I think what we are really arguing over is essentially the balance of heart and mind. For the most part, the public does not want their art to make them think. They want to feel. Whether they want to feel good, sad, glad, or bad, there is a song for it. But they usually just want to feel something they can relate to without having to think about it very much. Thinking is too hard for the general public.
Most of us that are into progressive rock tend to gravitate toward it because it has a tendency to be a little bit more on the cerebral side. But it still makes us feel something. When a band can find that nice balance between making you think and making you feel (As Dark Side did) then you have happened upon something that is very difficult to do. Because, as I said, the public doesn’t like to think. So getting them to think and feel at the same time is extremely difficult. Getting them to feel ....not so much. To be fair, it does take a measure of talent to elicit an emotion. It takes a little bit more to make somebody truly think. And it takes a lot more to do both at the same time.
Look, Jammin, you and I are buds and always will be. I love the degree to which you think about this stuff, and that's sincere. I think of anyone here, I am one of those that appreciates that, and I'm also one of those that could reasonably be accused of over-thinking things on occasion. Having said that, I reject this notion that somehow one (or both) are better than the other. In fact, in my opinion, I think it's EASIER to make people think than it is to make someone feel. I think "Yesterday" - two minutes, three seconds of acoustic guitar and vocal, with a couple vocal and orchestral overdubs - is a FAR greater achievement than say, "Dance Of Eternity". I have something like 30,000 songs in my iPod library, and I can count the number of songs that make me cry on ONE HAND. I can give you 100 off the top of my head that make me think.

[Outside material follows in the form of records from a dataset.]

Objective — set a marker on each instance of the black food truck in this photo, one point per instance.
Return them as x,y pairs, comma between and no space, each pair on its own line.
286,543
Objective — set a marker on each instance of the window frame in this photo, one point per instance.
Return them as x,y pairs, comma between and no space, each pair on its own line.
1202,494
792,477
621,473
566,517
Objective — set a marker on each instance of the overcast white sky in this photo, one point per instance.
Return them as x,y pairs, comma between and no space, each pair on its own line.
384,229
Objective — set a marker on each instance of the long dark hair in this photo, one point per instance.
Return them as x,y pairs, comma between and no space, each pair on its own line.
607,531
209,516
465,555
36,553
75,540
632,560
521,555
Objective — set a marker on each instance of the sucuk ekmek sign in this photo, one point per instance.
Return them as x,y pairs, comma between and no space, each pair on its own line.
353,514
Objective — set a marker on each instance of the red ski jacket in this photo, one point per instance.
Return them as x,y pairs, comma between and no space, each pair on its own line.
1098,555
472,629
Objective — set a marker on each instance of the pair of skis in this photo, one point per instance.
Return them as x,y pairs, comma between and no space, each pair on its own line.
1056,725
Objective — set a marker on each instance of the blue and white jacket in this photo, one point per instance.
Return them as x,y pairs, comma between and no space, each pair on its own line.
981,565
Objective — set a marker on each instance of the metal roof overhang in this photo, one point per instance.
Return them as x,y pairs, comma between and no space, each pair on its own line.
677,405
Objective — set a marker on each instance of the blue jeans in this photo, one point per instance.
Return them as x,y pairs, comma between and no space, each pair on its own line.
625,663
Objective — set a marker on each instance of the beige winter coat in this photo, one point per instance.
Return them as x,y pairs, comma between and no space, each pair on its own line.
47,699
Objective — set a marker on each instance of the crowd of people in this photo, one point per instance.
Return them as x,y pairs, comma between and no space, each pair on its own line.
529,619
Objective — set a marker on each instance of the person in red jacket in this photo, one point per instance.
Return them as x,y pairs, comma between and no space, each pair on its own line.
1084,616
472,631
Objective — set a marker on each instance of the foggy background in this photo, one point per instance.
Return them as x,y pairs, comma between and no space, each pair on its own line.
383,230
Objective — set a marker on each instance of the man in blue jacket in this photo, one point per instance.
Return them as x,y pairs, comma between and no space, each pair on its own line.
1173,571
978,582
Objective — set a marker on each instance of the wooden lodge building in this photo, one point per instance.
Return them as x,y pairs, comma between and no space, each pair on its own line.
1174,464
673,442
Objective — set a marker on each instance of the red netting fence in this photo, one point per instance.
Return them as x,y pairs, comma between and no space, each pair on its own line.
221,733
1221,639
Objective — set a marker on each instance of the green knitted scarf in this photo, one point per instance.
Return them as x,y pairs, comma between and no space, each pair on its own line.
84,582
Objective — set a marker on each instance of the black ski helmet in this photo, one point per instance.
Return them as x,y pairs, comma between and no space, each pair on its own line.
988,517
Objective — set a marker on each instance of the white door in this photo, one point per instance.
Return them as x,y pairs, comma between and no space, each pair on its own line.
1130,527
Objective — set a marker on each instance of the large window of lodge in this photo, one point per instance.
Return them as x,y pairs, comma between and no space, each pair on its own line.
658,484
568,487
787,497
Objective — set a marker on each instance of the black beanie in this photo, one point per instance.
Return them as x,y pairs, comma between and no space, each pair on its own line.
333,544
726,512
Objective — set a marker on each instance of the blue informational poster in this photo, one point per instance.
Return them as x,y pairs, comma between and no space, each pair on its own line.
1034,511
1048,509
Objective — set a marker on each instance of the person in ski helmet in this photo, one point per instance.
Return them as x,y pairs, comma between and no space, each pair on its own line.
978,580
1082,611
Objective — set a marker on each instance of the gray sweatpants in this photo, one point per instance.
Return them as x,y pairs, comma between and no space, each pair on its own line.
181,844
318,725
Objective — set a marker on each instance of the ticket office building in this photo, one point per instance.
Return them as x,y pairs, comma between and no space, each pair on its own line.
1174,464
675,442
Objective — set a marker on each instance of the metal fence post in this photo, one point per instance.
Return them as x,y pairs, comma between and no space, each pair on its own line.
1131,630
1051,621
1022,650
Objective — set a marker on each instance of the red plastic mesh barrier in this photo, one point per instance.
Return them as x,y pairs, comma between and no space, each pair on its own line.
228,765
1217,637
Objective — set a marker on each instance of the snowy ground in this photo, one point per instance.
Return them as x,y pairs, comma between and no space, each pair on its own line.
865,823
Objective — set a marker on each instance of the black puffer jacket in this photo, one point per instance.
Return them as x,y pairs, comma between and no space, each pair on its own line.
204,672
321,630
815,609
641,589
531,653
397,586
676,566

Where music - art - differs from, say, a toaster, is that it can do BOTH. I've long said this to my daughter (a huge Taylor Swift fan): like what you like, and apologize to NO ONE about it. If it makes you close your eyes and pump your fist, or if it chokes you up, or if it makes you go get the lyric book to see what she's really saying (or who she's saying it about), then you're on to something. Everything else is... pffffft.
I give you this quote from Het (regarding Re-Load, but still): "Fast thrash just wasn't exciting to us anymore, really," Hetfield said. "If I wrote it, then we'd use it, but none of us were writing that stuff. On 'Fuel' there was some pretty quick down-picking — just kind of moving around with root notes — but that's about it. It's was a little more exciting for us to figure out more fucked up chords — things that grind — dissonant bits. In a few of the songs there's helter-skelter tension built in there. That kind of stuff excited us more than the speed stuff."